BackofenLab / CRISPRloci

13 stars 6 forks source link

summary_identify.csv is missing #3

Open Edison2021 opened 2 years ago

Edison2021 commented 2 years ago

Hi Alex I run a trial test and found an error as below: Command python3.7 CRISPRloci_standalone.py -f NC_005230.fasta -output NC_005230.fasta.dir -st dna -cpu 32 Final output summary crispr Example/NC_005230.fasta.dir/summary_crisp.csv dirname cas Example/NC_005230.fasta.dir/tmp/output-Casboundary/predictions/ This file does not exist: Example/NC_005230.fasta.dir/summary_identify.csv

Best Edison

Edison2021 commented 2 years ago

In addition, there is another error reported: Error: Unable to access jarfile CRISPRloci_webserver_visualization/CRISPRloci_visualization.jar

I searched CRISPRloci folder but did not find the folder CRISPRloci_webserver_visualization.

Best Edison

niccw commented 2 years ago

@Edison2021

I also encountered the same error. After checking, one of the biggest problems is that environments.yml miss packages that are required for CRISPRidentify.

Alexander-Mitrofanov commented 2 years ago

Thank you for submitting the problems. The fixes will be applied at the beginning of April. For the time being please try to use the CRISPRloci web interface.

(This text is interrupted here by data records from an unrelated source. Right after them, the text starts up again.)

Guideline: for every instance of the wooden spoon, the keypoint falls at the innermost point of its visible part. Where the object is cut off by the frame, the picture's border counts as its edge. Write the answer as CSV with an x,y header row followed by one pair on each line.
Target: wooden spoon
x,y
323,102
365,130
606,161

JPegorino commented 2 years ago

just in case it is helpful for bug fixes, I'm getting (I think) related errors with this at the end of April (running on a complete reference genome from NCBI) and I thought I'd copy them here:

cp: cannot stat '/home/ubuntu/volume2/pangenome/MGEs/CRISPR_Cas/test/tmp/output-CRISPRidentify/GCA_000008485/CRISPR*': No such file or directory
cp: cannot stat '/home/ubuntu/volume2/pangenome/MGEs/CRISPR_Cas/test/tmp/output-CRISPRidentify/GCA_000008485/Spacers*': No such file or directory
This file does not exist: /home/ubuntu/volume2/pangenome/MGEs/CRISPR_Cas/test/tmp/output-Casboundary/predictions/
Error: Unable to access jarfile /home/ubuntu/software/CRISPRloci-1.0.0/CRISPRloci_webserver_visualization/CRISPRloci_visualization.jar
summary crispr /home/ubuntu/volume2/pangenome/MGEs/CRISPR_Cas/test/summary_crisp.csv
dirname cas /home/ubuntu/volume2/pangenome/MGEs/CRISPR_Cas/test/tmp/output-Casboundary/predictions/
summary crispr /home/ubuntu/volume2/pangenome/MGEs/CRISPR_Cas/test/summary_crisp.csv
dirname cas /home/ubuntu/volume2/pangenome/MGEs/CRISPR_Cas/test/tmp/output-Casboundary
This file does not exist: /home/ubuntu/volume2/pangenome/MGEs/CRISPR_Cas/test/summary_identify.csv

Many thanks, Jamie

Alexander-Mitrofanov commented 2 years ago

Thank you for the feedback. I'm starting to work on the fixes.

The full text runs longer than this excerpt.